Some studies have compared modalities head-to-head in patients with CDI. Kao et al12 conducted a randomized clinical trial (N = 116) that compared FMT via frozen oral capsules vs frozen FMT material delivered via colonoscopy. In this study, capsule administration (96.2%) was noninferior to colonoscopy (96.2%), with no related serious adverse events.12 In another study that compared lyophilized FMT capsules vs FMT enema with frozen FMT material, capsules (84%) yielded similar efficacy to the enema treatment (88%; P = .76).13
Summary
We have many options to deliver FMT to patients, but quite a bit of research is still needed to identify the specifics of delivery. The choice of the most appropriate should be driven in part by the options available to the provider and, of course, the preferences of the well-informed patient. Meta-analyses support lower GI administration techniques being modestly more efficacious than upper, but head-to-head trials show similar efficacies between FMT by capsule and colonoscopy. Less invasive methods clinically seem to be best from a patient care prospective and universal ability of providers to administer the FMT. Given this, capsules may end up being the most widely adopted. As a clinician, it is probably best to follow this axiom to choose which FMT modality is best for your patient population (Practical Pearl 8-2).
Practical Pearl 8-2
How Do You Select the Right Delivery Modality for Your Patient?

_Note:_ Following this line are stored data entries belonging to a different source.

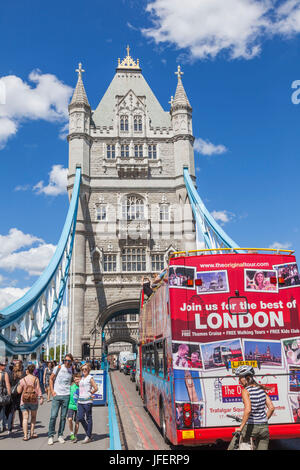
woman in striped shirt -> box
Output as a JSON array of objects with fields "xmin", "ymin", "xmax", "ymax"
[{"xmin": 229, "ymin": 365, "xmax": 275, "ymax": 450}]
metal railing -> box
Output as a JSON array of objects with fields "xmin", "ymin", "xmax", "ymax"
[{"xmin": 106, "ymin": 363, "xmax": 122, "ymax": 450}]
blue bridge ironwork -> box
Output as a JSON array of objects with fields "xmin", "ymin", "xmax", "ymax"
[{"xmin": 0, "ymin": 167, "xmax": 81, "ymax": 356}]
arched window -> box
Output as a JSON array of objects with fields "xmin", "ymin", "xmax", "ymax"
[
  {"xmin": 148, "ymin": 144, "xmax": 157, "ymax": 159},
  {"xmin": 107, "ymin": 144, "xmax": 115, "ymax": 159},
  {"xmin": 134, "ymin": 144, "xmax": 143, "ymax": 158},
  {"xmin": 134, "ymin": 115, "xmax": 142, "ymax": 132},
  {"xmin": 120, "ymin": 115, "xmax": 129, "ymax": 132},
  {"xmin": 121, "ymin": 144, "xmax": 129, "ymax": 158},
  {"xmin": 122, "ymin": 195, "xmax": 145, "ymax": 220}
]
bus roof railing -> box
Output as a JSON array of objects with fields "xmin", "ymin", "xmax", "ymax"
[{"xmin": 169, "ymin": 247, "xmax": 295, "ymax": 259}]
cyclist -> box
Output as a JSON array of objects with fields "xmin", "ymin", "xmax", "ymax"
[{"xmin": 228, "ymin": 365, "xmax": 275, "ymax": 450}]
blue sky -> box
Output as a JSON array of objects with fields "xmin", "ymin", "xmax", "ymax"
[{"xmin": 1, "ymin": 0, "xmax": 300, "ymax": 307}]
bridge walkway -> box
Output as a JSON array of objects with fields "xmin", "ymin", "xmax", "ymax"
[{"xmin": 0, "ymin": 399, "xmax": 109, "ymax": 450}]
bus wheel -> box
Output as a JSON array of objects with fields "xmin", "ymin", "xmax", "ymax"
[{"xmin": 159, "ymin": 403, "xmax": 168, "ymax": 443}]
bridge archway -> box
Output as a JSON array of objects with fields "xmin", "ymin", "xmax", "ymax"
[{"xmin": 97, "ymin": 299, "xmax": 140, "ymax": 330}]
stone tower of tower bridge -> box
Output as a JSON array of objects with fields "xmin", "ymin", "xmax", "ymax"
[{"xmin": 67, "ymin": 48, "xmax": 196, "ymax": 358}]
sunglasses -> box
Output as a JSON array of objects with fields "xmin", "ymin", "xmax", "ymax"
[
  {"xmin": 64, "ymin": 359, "xmax": 72, "ymax": 363},
  {"xmin": 82, "ymin": 368, "xmax": 88, "ymax": 371}
]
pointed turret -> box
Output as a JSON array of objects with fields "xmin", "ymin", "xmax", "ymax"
[
  {"xmin": 170, "ymin": 65, "xmax": 195, "ymax": 178},
  {"xmin": 69, "ymin": 63, "xmax": 90, "ymax": 108},
  {"xmin": 172, "ymin": 66, "xmax": 192, "ymax": 111},
  {"xmin": 68, "ymin": 62, "xmax": 91, "ymax": 178}
]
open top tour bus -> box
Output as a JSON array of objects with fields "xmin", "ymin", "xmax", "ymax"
[{"xmin": 139, "ymin": 248, "xmax": 300, "ymax": 446}]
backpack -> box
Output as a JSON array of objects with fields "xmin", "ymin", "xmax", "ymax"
[{"xmin": 22, "ymin": 377, "xmax": 38, "ymax": 404}]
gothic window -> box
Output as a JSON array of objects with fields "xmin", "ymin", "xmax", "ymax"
[
  {"xmin": 134, "ymin": 144, "xmax": 143, "ymax": 158},
  {"xmin": 122, "ymin": 247, "xmax": 146, "ymax": 272},
  {"xmin": 151, "ymin": 253, "xmax": 165, "ymax": 272},
  {"xmin": 103, "ymin": 254, "xmax": 117, "ymax": 272},
  {"xmin": 134, "ymin": 115, "xmax": 142, "ymax": 132},
  {"xmin": 121, "ymin": 144, "xmax": 129, "ymax": 158},
  {"xmin": 120, "ymin": 115, "xmax": 129, "ymax": 132},
  {"xmin": 148, "ymin": 144, "xmax": 157, "ymax": 159},
  {"xmin": 96, "ymin": 204, "xmax": 107, "ymax": 221},
  {"xmin": 122, "ymin": 195, "xmax": 145, "ymax": 220},
  {"xmin": 159, "ymin": 204, "xmax": 169, "ymax": 221},
  {"xmin": 107, "ymin": 144, "xmax": 115, "ymax": 159},
  {"xmin": 112, "ymin": 314, "xmax": 126, "ymax": 322}
]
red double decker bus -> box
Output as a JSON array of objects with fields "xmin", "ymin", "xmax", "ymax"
[{"xmin": 138, "ymin": 248, "xmax": 300, "ymax": 446}]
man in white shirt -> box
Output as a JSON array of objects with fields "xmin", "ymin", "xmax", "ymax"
[{"xmin": 48, "ymin": 354, "xmax": 74, "ymax": 445}]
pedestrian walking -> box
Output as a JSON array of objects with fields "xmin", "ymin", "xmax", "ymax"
[
  {"xmin": 37, "ymin": 361, "xmax": 45, "ymax": 394},
  {"xmin": 17, "ymin": 364, "xmax": 44, "ymax": 440},
  {"xmin": 48, "ymin": 353, "xmax": 74, "ymax": 445},
  {"xmin": 6, "ymin": 360, "xmax": 25, "ymax": 434},
  {"xmin": 44, "ymin": 361, "xmax": 54, "ymax": 402},
  {"xmin": 227, "ymin": 365, "xmax": 275, "ymax": 450},
  {"xmin": 0, "ymin": 359, "xmax": 11, "ymax": 433},
  {"xmin": 67, "ymin": 372, "xmax": 81, "ymax": 443},
  {"xmin": 77, "ymin": 363, "xmax": 98, "ymax": 444}
]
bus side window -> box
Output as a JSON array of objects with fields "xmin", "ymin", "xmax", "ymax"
[
  {"xmin": 154, "ymin": 342, "xmax": 159, "ymax": 377},
  {"xmin": 156, "ymin": 341, "xmax": 164, "ymax": 378},
  {"xmin": 163, "ymin": 339, "xmax": 168, "ymax": 378},
  {"xmin": 142, "ymin": 346, "xmax": 147, "ymax": 371},
  {"xmin": 146, "ymin": 349, "xmax": 151, "ymax": 373},
  {"xmin": 150, "ymin": 344, "xmax": 155, "ymax": 374}
]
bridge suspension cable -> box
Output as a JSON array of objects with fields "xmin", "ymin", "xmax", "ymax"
[
  {"xmin": 0, "ymin": 167, "xmax": 81, "ymax": 356},
  {"xmin": 183, "ymin": 167, "xmax": 239, "ymax": 251}
]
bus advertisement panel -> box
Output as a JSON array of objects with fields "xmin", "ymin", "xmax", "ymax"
[
  {"xmin": 170, "ymin": 252, "xmax": 300, "ymax": 444},
  {"xmin": 139, "ymin": 250, "xmax": 300, "ymax": 446}
]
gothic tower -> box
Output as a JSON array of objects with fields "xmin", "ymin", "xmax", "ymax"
[{"xmin": 67, "ymin": 48, "xmax": 196, "ymax": 358}]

There are many considerations when deciding on the appropriate delivery modality for your patients. Here are a few practical points to keep in mind:
- Dysphagia or significant GI motility disorders: If a patient has ongoing dysphagia or any difficulty swallowing pills, FMT by capsule should be avoided to minimize aspiration risk. Additionally, a patient with a significant GI motility disorder, such as gastroparesis, should also avoid FMT capsules.
- Major comorbidities: If a patient has significant comorbidities that would make sedation unsafe (eg, significant cardiorespiratory disease), consider FMT by capsule (or possibly enema) as opposed to colonoscopy.
- Colostomy: In a patient with a colostomy, endoscopic administration can be performed via the stoma.
- Potential GI pathology: If there is concern about underlying luminal pathology, colonoscopy is preferred for mucosal assessment and biopsy.
- Patient-centric: The selection of a delivery modality should always involve a conversation with the patient regarding his or her preferences if no contraindications are present.